IMap Connector

The IMap connector supports reading and writing to local IMaps. Remote IMaps are not supported yet.

Jet SQL works with IMaps through the concept of external mapping, just like all other resources. It provides an additional convenience: if your IMap already stores some data, Jet can automatically detect the key and value types by sampling an existing entry. This works only when there's at least one entry stored in every cluster node because we sample one random node.

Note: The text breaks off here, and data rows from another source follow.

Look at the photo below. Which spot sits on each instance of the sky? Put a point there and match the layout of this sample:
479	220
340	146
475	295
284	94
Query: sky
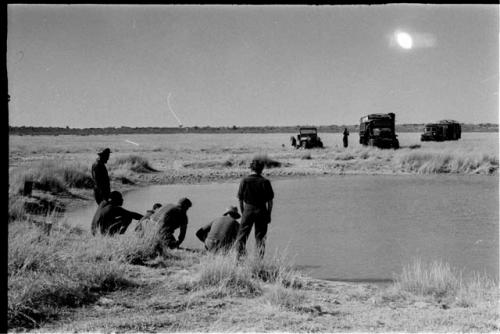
233	65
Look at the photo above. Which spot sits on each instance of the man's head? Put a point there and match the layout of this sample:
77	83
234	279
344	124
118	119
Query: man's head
116	198
257	165
185	203
104	154
233	212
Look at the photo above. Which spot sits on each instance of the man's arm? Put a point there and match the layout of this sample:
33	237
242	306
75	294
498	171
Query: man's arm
182	235
202	233
269	209
133	215
240	194
101	177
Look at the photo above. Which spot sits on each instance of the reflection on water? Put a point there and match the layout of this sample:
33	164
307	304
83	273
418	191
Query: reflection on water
357	227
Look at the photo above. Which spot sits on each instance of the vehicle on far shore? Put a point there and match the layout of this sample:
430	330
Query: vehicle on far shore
378	130
444	130
308	138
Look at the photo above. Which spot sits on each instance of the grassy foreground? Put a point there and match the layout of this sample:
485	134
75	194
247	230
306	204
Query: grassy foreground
62	279
71	281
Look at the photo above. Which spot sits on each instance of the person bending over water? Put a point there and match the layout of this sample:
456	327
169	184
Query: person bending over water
220	234
110	218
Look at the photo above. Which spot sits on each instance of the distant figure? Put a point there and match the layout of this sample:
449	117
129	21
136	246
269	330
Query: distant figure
110	218
255	195
140	224
172	217
345	139
220	234
101	177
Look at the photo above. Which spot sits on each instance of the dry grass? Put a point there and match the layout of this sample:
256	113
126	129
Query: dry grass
439	280
51	175
66	268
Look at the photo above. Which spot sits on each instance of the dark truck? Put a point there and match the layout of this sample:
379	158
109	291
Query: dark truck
308	138
378	130
444	130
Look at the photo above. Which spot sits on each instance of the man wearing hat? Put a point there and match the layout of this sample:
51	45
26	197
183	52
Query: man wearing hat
220	234
172	217
110	218
100	176
255	194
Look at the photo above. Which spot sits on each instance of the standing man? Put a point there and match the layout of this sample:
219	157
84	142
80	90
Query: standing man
255	195
110	218
220	234
172	217
345	139
100	175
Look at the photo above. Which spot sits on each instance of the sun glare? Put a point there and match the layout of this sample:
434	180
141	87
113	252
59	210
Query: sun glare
404	40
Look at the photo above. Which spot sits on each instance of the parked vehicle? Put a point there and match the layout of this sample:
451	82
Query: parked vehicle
444	130
308	138
378	130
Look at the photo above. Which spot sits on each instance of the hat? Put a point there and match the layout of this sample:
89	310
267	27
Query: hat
115	196
185	202
233	211
104	151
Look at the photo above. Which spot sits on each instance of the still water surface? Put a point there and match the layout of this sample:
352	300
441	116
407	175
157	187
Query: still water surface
356	227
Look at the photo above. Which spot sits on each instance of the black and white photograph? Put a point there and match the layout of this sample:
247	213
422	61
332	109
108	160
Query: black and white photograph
260	168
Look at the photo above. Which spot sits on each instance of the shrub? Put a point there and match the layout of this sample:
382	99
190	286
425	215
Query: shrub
435	278
47	272
275	269
268	162
52	176
222	271
285	298
134	163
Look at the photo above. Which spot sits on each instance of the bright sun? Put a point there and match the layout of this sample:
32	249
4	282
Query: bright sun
404	40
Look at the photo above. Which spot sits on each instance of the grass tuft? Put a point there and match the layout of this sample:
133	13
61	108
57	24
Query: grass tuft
289	299
268	162
134	163
223	272
437	279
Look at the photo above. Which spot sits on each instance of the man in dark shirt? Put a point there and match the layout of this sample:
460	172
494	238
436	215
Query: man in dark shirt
345	137
171	217
141	223
100	176
110	218
220	234
255	195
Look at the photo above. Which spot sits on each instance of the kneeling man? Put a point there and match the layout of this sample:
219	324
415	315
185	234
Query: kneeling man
220	234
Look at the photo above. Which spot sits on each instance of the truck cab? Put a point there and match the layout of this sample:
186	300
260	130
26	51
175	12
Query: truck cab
378	130
308	138
444	130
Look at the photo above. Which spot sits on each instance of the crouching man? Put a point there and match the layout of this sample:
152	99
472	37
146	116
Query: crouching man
220	234
171	217
110	218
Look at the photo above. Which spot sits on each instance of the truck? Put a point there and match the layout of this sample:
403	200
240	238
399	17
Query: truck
378	130
308	138
443	130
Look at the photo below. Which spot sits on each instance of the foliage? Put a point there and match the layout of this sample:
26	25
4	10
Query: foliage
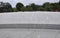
19	6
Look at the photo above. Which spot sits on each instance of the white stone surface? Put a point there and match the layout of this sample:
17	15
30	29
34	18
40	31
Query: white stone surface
29	33
30	18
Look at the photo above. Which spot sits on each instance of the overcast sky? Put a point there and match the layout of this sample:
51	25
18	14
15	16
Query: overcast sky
26	2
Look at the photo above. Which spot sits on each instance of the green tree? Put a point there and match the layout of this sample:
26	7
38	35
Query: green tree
19	6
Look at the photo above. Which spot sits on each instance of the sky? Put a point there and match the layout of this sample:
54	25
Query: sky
27	2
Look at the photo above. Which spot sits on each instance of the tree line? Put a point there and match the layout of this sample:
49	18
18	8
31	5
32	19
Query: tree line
6	7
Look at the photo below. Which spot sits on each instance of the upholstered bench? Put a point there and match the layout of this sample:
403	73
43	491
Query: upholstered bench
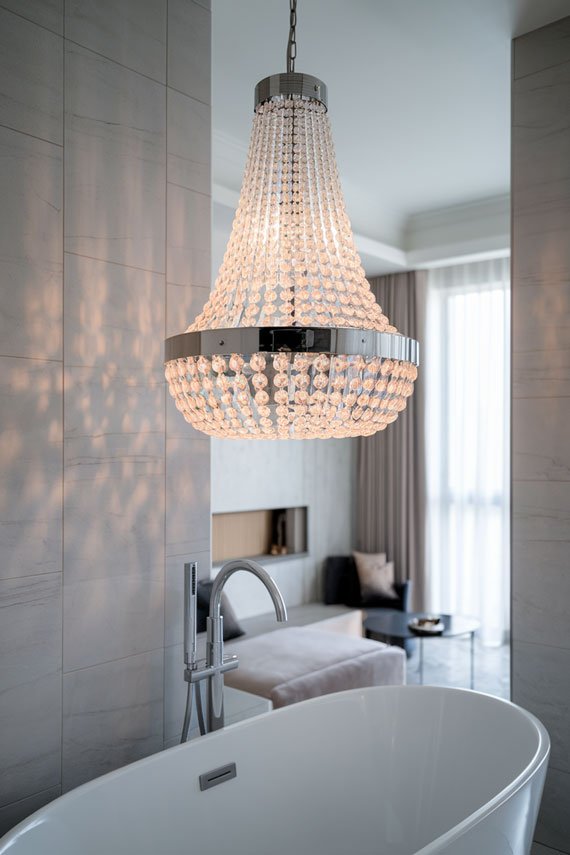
296	663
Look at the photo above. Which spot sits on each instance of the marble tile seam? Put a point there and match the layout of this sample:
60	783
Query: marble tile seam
29	20
165	85
139	653
68	41
23	579
517	641
31	358
190	190
192	97
116	263
33	136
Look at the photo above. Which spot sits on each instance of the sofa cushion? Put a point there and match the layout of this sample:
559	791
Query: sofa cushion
290	665
376	575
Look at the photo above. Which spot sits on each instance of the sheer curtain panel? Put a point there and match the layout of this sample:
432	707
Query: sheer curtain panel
467	372
390	496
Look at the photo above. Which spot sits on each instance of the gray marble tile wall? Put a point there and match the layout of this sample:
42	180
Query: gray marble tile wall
104	250
541	404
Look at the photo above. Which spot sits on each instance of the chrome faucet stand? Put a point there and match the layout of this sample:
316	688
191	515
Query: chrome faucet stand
216	663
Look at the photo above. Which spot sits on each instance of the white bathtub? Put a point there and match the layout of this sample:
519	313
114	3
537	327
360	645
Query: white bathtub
392	771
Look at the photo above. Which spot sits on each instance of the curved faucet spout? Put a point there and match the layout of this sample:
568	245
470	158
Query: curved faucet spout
215	635
251	567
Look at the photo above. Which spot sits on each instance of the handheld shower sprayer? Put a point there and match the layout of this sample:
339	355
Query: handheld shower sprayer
190	597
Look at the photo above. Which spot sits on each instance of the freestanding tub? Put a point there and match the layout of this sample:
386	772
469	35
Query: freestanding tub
392	771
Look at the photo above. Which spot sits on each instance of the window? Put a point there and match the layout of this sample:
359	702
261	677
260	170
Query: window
467	369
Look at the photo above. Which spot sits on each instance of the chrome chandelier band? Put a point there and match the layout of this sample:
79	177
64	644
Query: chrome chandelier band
290	84
332	340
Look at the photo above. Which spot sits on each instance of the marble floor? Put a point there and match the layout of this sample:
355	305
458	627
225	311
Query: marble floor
447	663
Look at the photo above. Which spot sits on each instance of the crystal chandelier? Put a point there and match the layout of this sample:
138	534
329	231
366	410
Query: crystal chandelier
291	343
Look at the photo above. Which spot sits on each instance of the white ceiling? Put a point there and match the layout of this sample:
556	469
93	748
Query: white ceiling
419	95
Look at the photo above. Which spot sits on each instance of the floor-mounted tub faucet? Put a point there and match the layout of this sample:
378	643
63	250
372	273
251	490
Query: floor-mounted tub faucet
216	664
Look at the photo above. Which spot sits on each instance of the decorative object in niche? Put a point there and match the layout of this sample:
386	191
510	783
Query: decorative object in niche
291	343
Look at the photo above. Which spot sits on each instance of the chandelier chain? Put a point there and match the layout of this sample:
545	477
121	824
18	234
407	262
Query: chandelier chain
292	43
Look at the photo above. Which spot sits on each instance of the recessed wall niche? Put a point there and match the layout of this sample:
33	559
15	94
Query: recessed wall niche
270	533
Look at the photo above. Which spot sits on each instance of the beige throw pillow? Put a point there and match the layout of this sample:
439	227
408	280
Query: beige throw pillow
376	575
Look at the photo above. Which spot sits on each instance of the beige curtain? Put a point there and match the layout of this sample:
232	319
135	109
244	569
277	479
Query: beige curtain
390	507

From the SQL semantics perspective, there is an implicit mapping for all the local IMaps in the partitioned schema. To query a local IMap, you can directly execute a statement against it. If you don't name a schema, Jet first looks up the object in the public schema (where the explicitly created mappings are created) and then in the partitioned schema.

Serialization Options

The keyFormat and valueFormat options are mandatory. Currently, if you create the mapping explicitly, we can't resolve these from a sample.

Possible values for keyFormat and valueFormat:

any of the supported SQL data types, except for OBJECT
portable
json
java

The key and value formats can be different.

Primitive serialization

If the format is one of the primitive type names, then the Java class representing that type will be stored in the IMap. By primitive type we mean any supported SQL data type, except for OBJECT.

For example, to create a mapping for IMap<Integer, String>, use:

CREATE MAPPING my_map
TYPE IMap
OPTIONS (
    'keyFormat'='int',
    'valueFormat'='varchar'
)

`Portable` Serialization

For this format, you need to specify additional options:

keyPortableFactoryId, valuePortableFactoryId
keyPortableClassId, valuePortableClassId
keyPortableVersion, valuePortableVersion: optional, default is 0

If you omit a column list from the CREATE MAPPING command, Jet will resolve column names and types by looking at the ClassDefinition found using the given factory ID, class ID, and version.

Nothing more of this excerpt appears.